Andrea: Thanks. I haven't seen Dragonheart...but I do appreciate the compliment!
Suze: It's been fun writing this so far. Update comin' right up.
Early evening found them briefly halted again. Carl sat on his still-bundled bedroll, Van Helsing's chin on his knee. Both were bent over an unfolded map laid out on the grass before them, squinting at it in the low light.
Carl pointed to a spot not too far from the Maros. 'I think we're here," he said, trying to sound more certain than he felt.
'Really? Because I thought we were a bit more south than that.'
'Are you sure?'
'Well...no.'
Ever since the afternoon, the sky had been so heavily-overcast that Carl had had to pull out the compass to make sure they were still headed more or less in the right direction. It sat now on top of the map, but it wasn't doing much more than telling them that they weren't accidentally headed towards the Black Sea instead.
'I think,' Carl said with an attempt at cheerfulness, 'we're reasonably in more or less the right area.'
'At least we probably haven't wandered into Romania, you mean?'
'Yes. Look, the river, see? Then if you look down here, you get to - what's this? A lake?'
'Whoops.'
'I would appreciate it if you refrained from slobbering on our map.'
'One little drop is not "slobbering".'
Carl dabbed it away with his cuff, then wiped it thoroughly on Van Helsing's shoulder. It was like rubbing his sleeve against a wall of muscle covered in black fur. 'Moisture of any sort does not belong on a map printed on non-waterproofed paper, understand? Aren't you supposed to have, I don't know, some sort of natural canine instinct for getting places?'
'For finding old denning sites, maybe. Locating sea-ports? Not so much.'
Carl let out a sigh. 'There's no way around it, you know. We can follow the river for as long as we like, but we need to get over those mountains. And it's more or less plenty of mountains until we get to the port at Budva.'
'I know. I was there on the way in, remember?'
That was the white elephant neither of them had particularly wanted to discuss for the past two days. There was no getting over those mountains on foot, at least not whilst carrying their supplies. But one could only ignore the issue for so long, especially since - Carl ruefully stretched his lower back - he was beginning to suspect the figurative pachyderm had decided to nestle itself into his own pack.
The easiest thing to do would be to get a horse, but Carl didn't think it possible to actually ride one alongside a wolf, at least not without an assortment of sprains, contusions, and outright concussions. He could claim to have been heroically (and repeatedly) injured in the line of duty, but it probably wasn't worth it.

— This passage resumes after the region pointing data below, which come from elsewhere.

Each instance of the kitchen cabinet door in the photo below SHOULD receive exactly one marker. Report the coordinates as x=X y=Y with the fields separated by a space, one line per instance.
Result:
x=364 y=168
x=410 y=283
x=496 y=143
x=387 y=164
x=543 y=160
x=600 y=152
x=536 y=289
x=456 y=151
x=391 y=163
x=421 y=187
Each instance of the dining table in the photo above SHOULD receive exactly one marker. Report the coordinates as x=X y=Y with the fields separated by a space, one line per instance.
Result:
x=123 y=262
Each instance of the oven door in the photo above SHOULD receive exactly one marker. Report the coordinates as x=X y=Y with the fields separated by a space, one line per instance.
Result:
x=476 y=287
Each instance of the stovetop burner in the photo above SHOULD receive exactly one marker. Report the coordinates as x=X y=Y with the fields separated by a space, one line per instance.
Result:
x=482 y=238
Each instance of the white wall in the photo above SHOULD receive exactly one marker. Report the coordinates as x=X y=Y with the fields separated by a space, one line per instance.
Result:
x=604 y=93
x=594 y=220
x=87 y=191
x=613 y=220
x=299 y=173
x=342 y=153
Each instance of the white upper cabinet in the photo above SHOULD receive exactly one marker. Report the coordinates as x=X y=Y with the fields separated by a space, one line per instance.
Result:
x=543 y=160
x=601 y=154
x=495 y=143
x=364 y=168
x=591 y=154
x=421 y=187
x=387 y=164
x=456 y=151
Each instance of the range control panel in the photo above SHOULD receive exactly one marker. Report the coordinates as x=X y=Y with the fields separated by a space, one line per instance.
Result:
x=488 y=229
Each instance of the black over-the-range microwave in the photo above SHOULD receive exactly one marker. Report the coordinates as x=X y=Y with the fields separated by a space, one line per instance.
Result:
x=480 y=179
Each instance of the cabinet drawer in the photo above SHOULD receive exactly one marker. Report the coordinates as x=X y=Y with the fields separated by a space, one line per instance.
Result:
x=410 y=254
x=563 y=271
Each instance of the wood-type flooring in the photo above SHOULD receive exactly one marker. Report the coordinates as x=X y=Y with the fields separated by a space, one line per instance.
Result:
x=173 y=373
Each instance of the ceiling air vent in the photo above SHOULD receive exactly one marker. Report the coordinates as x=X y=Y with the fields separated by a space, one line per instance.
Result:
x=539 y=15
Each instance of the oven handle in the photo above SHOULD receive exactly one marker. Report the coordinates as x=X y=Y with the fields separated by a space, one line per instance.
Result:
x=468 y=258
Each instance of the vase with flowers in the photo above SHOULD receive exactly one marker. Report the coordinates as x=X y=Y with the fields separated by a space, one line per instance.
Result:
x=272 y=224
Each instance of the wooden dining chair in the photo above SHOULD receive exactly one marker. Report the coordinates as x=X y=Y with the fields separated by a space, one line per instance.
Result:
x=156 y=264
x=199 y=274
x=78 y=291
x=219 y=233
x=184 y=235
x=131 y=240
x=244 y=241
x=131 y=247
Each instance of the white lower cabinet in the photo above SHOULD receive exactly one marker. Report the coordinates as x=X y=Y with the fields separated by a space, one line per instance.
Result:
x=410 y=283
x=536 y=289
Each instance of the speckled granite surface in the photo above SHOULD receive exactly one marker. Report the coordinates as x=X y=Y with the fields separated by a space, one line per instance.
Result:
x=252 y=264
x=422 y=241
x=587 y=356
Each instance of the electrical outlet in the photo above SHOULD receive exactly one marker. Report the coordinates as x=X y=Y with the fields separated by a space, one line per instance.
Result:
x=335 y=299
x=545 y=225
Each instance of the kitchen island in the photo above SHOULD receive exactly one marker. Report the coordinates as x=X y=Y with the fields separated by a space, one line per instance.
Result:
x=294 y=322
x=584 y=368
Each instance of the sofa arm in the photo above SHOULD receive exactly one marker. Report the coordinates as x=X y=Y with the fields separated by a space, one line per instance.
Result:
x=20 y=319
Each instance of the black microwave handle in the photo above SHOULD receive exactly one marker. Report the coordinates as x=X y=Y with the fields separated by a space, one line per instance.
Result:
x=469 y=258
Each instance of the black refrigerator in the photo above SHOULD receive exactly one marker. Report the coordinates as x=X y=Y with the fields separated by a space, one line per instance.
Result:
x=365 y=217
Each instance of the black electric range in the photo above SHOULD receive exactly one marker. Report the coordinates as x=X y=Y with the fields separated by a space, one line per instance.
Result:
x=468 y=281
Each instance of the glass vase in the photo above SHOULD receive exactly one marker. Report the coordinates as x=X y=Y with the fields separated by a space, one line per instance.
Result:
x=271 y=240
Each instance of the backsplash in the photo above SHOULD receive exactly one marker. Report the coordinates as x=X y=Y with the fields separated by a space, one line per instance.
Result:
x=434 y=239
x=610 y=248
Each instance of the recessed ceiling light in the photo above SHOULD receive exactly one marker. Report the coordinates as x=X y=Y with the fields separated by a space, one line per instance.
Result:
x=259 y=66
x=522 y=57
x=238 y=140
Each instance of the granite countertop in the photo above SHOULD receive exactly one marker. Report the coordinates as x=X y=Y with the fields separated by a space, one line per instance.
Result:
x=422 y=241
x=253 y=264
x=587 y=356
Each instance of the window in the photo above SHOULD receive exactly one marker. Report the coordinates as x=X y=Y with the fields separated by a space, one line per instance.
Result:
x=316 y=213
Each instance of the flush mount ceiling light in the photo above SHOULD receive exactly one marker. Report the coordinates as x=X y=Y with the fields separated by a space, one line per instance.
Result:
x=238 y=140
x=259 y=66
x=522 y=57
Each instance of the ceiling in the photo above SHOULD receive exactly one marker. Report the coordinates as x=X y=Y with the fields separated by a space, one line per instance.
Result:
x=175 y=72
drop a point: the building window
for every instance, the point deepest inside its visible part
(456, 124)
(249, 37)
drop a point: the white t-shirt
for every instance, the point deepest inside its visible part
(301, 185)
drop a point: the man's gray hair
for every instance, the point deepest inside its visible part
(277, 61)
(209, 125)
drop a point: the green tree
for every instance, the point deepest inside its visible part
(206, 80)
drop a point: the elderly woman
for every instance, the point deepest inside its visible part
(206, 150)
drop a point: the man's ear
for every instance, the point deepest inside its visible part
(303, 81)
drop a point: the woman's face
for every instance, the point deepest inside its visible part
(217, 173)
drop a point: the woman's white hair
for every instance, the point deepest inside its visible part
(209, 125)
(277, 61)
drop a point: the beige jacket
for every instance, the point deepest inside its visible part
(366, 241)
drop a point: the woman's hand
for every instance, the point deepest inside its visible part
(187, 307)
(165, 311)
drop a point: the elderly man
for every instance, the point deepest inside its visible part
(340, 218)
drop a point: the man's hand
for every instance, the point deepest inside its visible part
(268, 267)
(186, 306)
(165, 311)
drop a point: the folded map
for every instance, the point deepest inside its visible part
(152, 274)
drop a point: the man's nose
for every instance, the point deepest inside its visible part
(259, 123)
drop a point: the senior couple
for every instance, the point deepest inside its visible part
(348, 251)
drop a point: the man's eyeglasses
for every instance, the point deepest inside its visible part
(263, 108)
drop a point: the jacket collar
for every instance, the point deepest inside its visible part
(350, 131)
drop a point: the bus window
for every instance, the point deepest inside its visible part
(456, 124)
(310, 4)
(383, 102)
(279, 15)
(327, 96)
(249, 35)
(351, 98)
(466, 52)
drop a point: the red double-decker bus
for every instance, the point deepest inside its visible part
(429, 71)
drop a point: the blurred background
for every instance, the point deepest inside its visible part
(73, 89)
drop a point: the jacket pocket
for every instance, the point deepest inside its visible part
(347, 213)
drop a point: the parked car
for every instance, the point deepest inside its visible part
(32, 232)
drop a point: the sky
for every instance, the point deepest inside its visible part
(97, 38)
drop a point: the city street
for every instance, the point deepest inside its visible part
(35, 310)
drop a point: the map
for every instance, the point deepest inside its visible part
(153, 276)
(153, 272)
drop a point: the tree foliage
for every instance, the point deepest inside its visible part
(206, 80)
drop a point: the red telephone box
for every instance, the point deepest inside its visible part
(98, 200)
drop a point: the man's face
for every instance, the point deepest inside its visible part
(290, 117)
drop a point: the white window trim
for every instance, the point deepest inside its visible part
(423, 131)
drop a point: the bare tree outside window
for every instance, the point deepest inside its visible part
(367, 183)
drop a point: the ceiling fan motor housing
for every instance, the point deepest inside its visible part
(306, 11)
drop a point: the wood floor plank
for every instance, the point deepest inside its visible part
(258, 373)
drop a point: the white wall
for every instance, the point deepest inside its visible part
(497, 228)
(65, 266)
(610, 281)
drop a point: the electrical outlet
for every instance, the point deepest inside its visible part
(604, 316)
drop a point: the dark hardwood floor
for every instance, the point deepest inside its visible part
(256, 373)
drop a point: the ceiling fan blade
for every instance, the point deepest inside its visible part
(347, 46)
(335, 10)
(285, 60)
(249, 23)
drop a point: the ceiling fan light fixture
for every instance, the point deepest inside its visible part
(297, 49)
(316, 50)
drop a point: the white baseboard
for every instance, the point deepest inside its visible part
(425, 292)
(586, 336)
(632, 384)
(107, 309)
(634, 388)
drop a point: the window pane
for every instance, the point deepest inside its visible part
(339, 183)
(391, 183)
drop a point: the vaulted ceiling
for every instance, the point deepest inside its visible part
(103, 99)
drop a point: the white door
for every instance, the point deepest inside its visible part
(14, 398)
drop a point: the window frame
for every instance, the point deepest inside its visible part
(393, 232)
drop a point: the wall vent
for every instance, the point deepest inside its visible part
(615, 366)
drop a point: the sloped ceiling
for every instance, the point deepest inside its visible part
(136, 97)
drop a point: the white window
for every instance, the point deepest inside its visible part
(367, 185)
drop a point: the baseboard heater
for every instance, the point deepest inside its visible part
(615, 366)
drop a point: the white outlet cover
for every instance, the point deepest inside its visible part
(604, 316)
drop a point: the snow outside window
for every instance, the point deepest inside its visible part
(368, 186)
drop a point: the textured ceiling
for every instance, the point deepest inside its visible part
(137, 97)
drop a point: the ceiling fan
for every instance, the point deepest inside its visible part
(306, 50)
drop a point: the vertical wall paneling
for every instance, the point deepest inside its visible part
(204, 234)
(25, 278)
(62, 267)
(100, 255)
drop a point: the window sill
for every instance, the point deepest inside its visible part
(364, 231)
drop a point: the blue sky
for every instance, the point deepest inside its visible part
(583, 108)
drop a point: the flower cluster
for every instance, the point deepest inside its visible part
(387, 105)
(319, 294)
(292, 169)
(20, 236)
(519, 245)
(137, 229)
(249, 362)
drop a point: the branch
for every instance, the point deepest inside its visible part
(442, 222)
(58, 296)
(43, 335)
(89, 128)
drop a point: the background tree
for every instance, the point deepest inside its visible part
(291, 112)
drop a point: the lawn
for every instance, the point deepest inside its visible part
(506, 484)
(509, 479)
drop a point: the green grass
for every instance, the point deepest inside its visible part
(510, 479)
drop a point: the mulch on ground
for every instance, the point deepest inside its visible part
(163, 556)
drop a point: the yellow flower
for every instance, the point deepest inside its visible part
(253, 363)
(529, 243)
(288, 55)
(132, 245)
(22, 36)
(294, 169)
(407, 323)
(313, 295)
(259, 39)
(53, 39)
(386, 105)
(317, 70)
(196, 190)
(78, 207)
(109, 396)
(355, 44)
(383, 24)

'I could chase the horse all the way to Montenegro,' Van Helsing offered. 'It'd save a lot of time.'
Carl stared at him. 'How did you know I was thinking of...? You're not telepathic now, are you?'
'Would I tell you if I were?'
'Er...'
Van Helsing flicked one wedge-shaped ear in frustration, and Carl rubbed absently at it. 'You need a horse,' Van Helsing told him. 'You know it, and I know it. We'll find a village tomorrow, and you can get one.'
'We'll have to travel separately. You'll have to stay out of the way.'
'I know. Don't worry, I'll be fine.'
'I was worried about me.'
'Bloody monk.'
'Friar.' Carl bent over the map again. 'There's a village coming up, I think. A little box - is that what a little box is? yes - right there. So small, evidently, that it doesn't even have a name, or perhaps the map-maker ran out of ink. We could reach it in the morning.'
'Carl?'
'Yes?'
Van Helsing had one eye cocked at the sky. 'You know how you didn't want the map to get wet?'
'Yes...?'
'Too late.'
A blinding streak of lightning flashed across the sky, followed almost immediately by a deafening clap of thunder and, just to complete the set, a bone-chilling torrent of rain.